Donald Trump's steamroll to the GOP nomination is in trouble, with an expected loss in Wisconsin's Tuesday primary to surging rival Sen. Ted Cruz, denying the front-runner a lion's share of the delegates he'll need to cinch the party's nod.
Trump is trailing the Texas lawmaker in
recent polls, including a Marquette University Law School survey last week that put Cruz in first place with 40 percent, crushing Trump by 10 percentage points,
Politico reports.
And if the Cruz surge holds, he'll take the largest share of the state's 42 delegates because of the Badger State's "winner-take-most" primary rules, Politico reports — delegates Trump needs to stay on track toward the required 1,237 delegates for the nomination.
According to Politico, the Cruz campaign has been trouncing Trump behind the scenes as well installing favorable convention delegates, like in Tennessee, where delegates will be able to vote freely after two ballots at the convention, and in North Dakota, where delegates are free to vote how they want from the start — and 18 of the 25 were on Cruz's preferred list.

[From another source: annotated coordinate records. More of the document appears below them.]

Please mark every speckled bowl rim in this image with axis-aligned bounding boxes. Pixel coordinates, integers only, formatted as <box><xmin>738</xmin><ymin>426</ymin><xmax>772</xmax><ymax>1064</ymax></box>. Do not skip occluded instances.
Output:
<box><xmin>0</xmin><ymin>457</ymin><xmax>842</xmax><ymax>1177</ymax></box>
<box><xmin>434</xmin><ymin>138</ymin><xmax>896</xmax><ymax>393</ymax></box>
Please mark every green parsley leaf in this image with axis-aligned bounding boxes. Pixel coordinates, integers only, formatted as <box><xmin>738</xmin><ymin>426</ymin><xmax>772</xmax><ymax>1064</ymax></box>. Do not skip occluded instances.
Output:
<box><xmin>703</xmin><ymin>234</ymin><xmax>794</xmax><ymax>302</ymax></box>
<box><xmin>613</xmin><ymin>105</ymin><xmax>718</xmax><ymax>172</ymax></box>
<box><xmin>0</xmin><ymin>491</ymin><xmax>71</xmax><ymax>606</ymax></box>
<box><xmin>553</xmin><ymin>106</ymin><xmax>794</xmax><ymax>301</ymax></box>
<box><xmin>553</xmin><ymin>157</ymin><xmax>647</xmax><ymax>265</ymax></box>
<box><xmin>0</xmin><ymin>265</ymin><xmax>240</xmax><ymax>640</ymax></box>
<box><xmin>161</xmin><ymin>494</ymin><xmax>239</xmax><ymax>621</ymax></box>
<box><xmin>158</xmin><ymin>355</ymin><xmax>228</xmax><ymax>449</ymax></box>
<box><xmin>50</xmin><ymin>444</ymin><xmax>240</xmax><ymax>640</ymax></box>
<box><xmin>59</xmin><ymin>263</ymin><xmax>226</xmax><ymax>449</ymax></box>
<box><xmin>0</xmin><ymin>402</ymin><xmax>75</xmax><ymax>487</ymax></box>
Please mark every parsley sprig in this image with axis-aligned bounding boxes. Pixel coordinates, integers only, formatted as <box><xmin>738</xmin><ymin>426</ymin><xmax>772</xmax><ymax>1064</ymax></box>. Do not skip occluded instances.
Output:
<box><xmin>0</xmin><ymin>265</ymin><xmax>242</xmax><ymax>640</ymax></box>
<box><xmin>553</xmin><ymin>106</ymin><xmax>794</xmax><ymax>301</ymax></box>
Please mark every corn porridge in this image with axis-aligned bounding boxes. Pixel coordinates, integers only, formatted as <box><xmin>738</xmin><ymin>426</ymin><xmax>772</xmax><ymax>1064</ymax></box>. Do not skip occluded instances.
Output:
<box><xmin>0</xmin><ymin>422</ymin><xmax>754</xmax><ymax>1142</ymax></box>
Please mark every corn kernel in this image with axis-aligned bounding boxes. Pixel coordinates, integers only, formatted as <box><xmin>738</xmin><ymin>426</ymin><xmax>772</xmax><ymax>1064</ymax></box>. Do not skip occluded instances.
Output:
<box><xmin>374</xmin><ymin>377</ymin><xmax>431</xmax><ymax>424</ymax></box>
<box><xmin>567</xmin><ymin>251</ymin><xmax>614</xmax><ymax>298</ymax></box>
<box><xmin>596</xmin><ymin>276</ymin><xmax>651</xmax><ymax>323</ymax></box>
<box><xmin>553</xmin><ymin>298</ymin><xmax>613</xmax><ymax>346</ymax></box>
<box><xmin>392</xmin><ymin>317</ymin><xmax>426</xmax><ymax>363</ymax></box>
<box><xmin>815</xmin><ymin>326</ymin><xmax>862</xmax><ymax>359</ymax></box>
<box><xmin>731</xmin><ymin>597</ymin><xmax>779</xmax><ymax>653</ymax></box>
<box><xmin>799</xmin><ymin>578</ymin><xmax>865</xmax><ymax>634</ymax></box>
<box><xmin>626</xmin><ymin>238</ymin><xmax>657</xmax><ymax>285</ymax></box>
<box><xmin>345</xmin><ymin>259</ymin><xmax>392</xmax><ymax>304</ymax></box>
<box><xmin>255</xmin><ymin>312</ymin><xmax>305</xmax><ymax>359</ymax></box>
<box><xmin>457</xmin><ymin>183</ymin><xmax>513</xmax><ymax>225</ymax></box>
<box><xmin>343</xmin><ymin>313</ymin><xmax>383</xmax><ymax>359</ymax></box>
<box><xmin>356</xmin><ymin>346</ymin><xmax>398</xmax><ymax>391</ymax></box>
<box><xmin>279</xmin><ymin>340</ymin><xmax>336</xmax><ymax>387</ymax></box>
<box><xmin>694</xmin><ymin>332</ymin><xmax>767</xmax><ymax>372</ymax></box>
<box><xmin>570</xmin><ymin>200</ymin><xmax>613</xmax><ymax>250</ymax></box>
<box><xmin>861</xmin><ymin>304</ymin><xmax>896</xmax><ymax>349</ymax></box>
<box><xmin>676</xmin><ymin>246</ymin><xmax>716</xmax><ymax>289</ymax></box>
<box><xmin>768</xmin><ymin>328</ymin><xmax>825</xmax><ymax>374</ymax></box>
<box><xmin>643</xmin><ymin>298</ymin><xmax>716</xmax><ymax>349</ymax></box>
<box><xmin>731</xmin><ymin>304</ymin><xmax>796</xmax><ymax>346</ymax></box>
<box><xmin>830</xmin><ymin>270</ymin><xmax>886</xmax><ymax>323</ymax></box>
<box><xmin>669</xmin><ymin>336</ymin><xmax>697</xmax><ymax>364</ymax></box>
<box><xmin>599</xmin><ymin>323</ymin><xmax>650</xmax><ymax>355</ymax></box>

Wisconsin uses a hybrid system to dole out its 42 delegates, with the winner getting 18 delegates, and the other 24 allocated based on the results in the state's eight congressional districts, with the winner in each district claiming all three of its delegates, Politico notes.
Meanwhile, Cruz is feeling increasingly confident.
"I think we're going to have a good night," he said on the eve of the Tuesday primary.
"We're seeing a turning point playing out over the last several weeks," adding that a win in Wisconsin would "make a powerful statement all across the country" and "have a powerful impact on the states that are coming up."
Still, as of Monday, Cruz was more than 250 delegates behind Trump, according to an Associated Press tally.
And he'd need to have big wins in the remaining states in the Republican primary if he were to have a chance to overtake Trump's formidable lead.
"That would require really a sea change that the tide has turned on Trump and the public has soured on him," Rick Tyler, former communications director for the Cruz campaign, tells Bloomberg News of Cruz's prospects.
"We haven't seen that moment yet and it remains to be seen whether we will see that moment."
Bloomberg contributed to this report.